Los Brazos de Dios; A Plantation Society in the Texas Borderlands, 1821–1865 offers a sociological overview of the plantation society along the lower Brazos River in Texas from the beginning of the Austin colony until emancipation in 1865. Author Sean Kelley argues that the ‘borderland’ status of the region gave rise to a plantation society quite distinct from the older and more traditional areas of the South from which the new slaveholders originally came. The book then systematically analyzes those features that made it different.

Kelley devotes a large part of the book to a discussion of the influence of Central European emigrants in the area, both Czech and German. Conventional wisdom has it that the Germans, especially, were almost unanimously opposed to both slavery and secession. The author rightfully points out the diverse composition and lack of unanimity within the German settlements and the sometimes contorted efforts by German spokesmen to paint themselves as patriotic dissenters. Despite an impressive array of cited sources, many in the original German, there are striking omissions. The author does not discuss the influential and moderating role of the extended von Roeder family, the family who founded both Cat Spring [End Page 420] and Shelby (Roeders Mühle). Neither does he mention that a group of German noblemen established a slave plantation in 1843 a stone’s throw from the German community at Roeder’s Mill, a community he mentions in several discussions.

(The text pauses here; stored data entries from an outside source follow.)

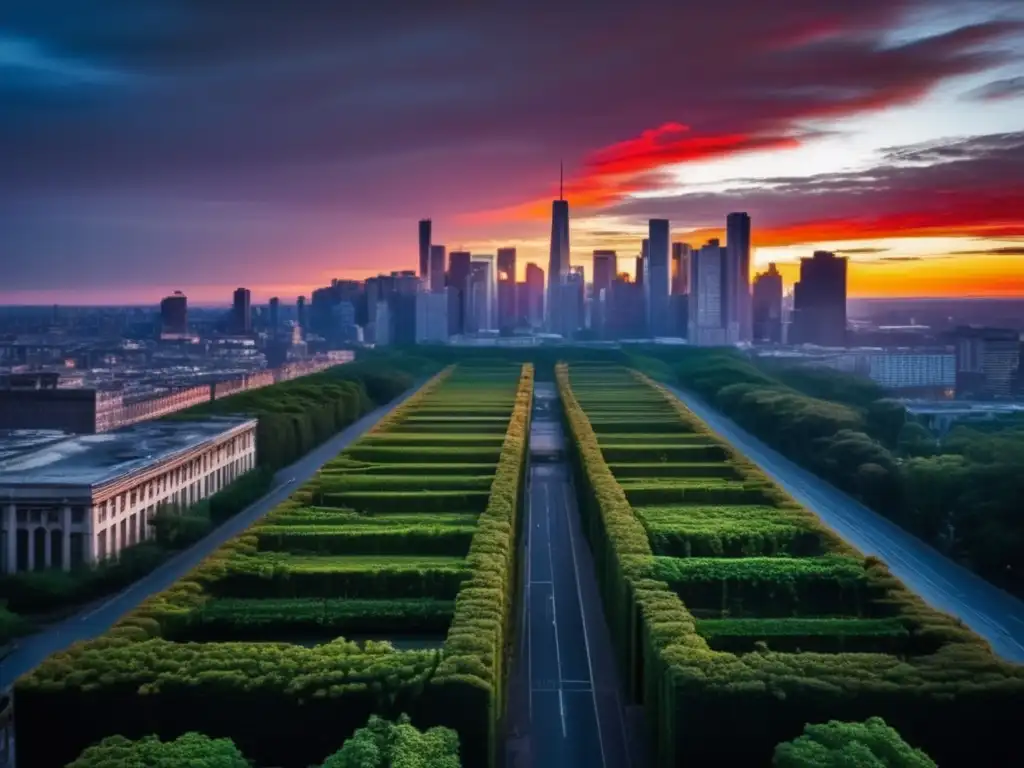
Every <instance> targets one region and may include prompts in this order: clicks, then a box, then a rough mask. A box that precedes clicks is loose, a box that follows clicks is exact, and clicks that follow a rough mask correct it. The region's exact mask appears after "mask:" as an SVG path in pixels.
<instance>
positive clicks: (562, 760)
mask: <svg viewBox="0 0 1024 768" xmlns="http://www.w3.org/2000/svg"><path fill="white" fill-rule="evenodd" d="M538 394H539V395H540V397H539V400H540V402H541V404H542V407H541V409H539V410H538V411H537V412H536V413H535V418H534V425H532V428H531V436H530V442H531V445H532V444H534V443H535V439H534V433H537V437H538V440H537V442H538V443H543V444H545V446H549V445H552V444H557V445H562V446H563V444H564V440H563V437H562V435H561V429H560V425H559V424H558V422H556V421H554V420H553V419H552V418H551V417H550V416H549V415H548V412H546V410H545V409H544V406H543V400H544V399H545V398H544V397H543V395H544V394H545V391H544V390H543V389H542V390H541V391H539V392H538ZM526 507H527V509H526V520H525V524H526V526H527V540H526V575H525V582H526V591H525V600H524V602H525V604H524V606H523V607H524V618H525V622H524V625H525V626H524V643H525V646H526V647H525V648H524V649H522V655H523V656H524V657H525V663H526V666H527V669H528V687H529V694H528V708H529V736H528V738H529V753H530V760H529V761H528V764H529V765H531V766H536V768H549V767H550V768H556V767H557V768H565V767H568V766H572V767H575V766H581V767H583V766H586V767H587V768H591V767H593V768H598V767H601V768H605V767H606V768H620V766H629V765H630V756H629V753H628V751H627V735H626V726H625V720H624V717H623V710H622V706H621V701H620V696H618V690H617V686H618V678H617V675H616V674H615V670H614V663H613V660H612V658H613V657H612V655H611V652H610V638H609V637H608V631H607V627H606V626H605V624H604V620H603V614H602V612H601V606H600V601H599V598H598V592H597V583H596V577H595V573H594V568H593V564H592V562H591V559H590V553H589V551H588V549H587V543H586V541H585V540H584V538H583V534H582V530H581V526H580V514H579V510H578V509H577V501H575V494H574V492H573V488H572V484H571V480H570V477H569V471H568V466H567V465H566V463H565V462H564V461H557V462H534V463H532V464H531V466H530V471H529V490H528V504H527V505H526Z"/></svg>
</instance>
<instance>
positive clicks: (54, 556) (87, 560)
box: [0, 417, 256, 573]
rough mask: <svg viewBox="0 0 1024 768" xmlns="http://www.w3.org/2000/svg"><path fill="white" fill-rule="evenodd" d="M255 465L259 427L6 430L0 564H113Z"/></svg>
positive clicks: (219, 426)
mask: <svg viewBox="0 0 1024 768" xmlns="http://www.w3.org/2000/svg"><path fill="white" fill-rule="evenodd" d="M255 466H256V420H255V419H246V418H238V417H217V418H210V419H205V420H203V421H195V422H174V421H170V422H150V423H145V424H137V425H134V426H131V427H127V428H124V429H119V430H115V431H112V432H105V433H102V434H89V435H78V436H71V435H67V434H62V433H58V432H46V431H38V430H37V431H25V430H17V431H12V432H0V564H2V568H3V571H4V572H6V573H14V572H17V571H24V570H41V569H44V568H50V567H52V568H63V569H65V570H69V569H71V568H72V567H74V566H77V565H81V564H89V563H95V562H98V561H101V560H103V559H106V558H109V557H116V556H117V555H118V554H119V553H120V552H121V550H123V549H124V548H125V547H130V546H131V545H133V544H138V543H139V542H141V541H144V540H145V539H146V538H148V537H150V536H151V529H150V526H148V522H150V520H152V519H153V515H154V514H155V513H156V511H157V509H158V508H159V507H161V506H162V505H178V506H179V507H185V506H188V505H191V504H195V503H196V502H198V501H200V500H202V499H205V498H207V497H209V496H212V495H213V494H215V493H217V492H218V490H220V489H221V488H223V487H224V486H226V485H228V484H229V483H230V482H231V481H232V480H234V479H236V478H238V477H239V476H240V475H242V474H244V473H245V472H248V471H249V470H250V469H253V468H254V467H255Z"/></svg>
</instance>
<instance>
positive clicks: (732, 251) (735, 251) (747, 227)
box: [725, 213, 752, 341]
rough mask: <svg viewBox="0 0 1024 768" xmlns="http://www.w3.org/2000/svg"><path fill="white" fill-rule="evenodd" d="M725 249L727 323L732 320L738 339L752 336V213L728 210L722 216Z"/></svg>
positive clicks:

This suggests a further concern: the geography of the book is artificial. Few Texans would regard the Brazos River from Chappel Hill down to the coast to be a borderland at any point in time between 1821 until 1865. The region represented neither the furthermost extension of Anglo colonization (and slavery) during Mexican rule, nor did the area ever border in any immediate way centers of Spanish linguistic and cultural predominance. Likewise, the area of the German settlements in question extended to watersheds to the west into Fayette and Colorado counties. If, however, we consider “borderlands” more abstractly, as the cultural interface between the Hispanic and Anglo worlds, then the title becomes more understandable. This then begs the question, why did the author restrict himself to the Brazos River valley when this area of cultural overlap extended at least to the Colorado River basin forty miles to the west?

Overlooking this, the book provides a valuable study of plantation life along the lower Brazos River before and during the Civil War and rests on an exhaustive survey of both primary and secondary sources.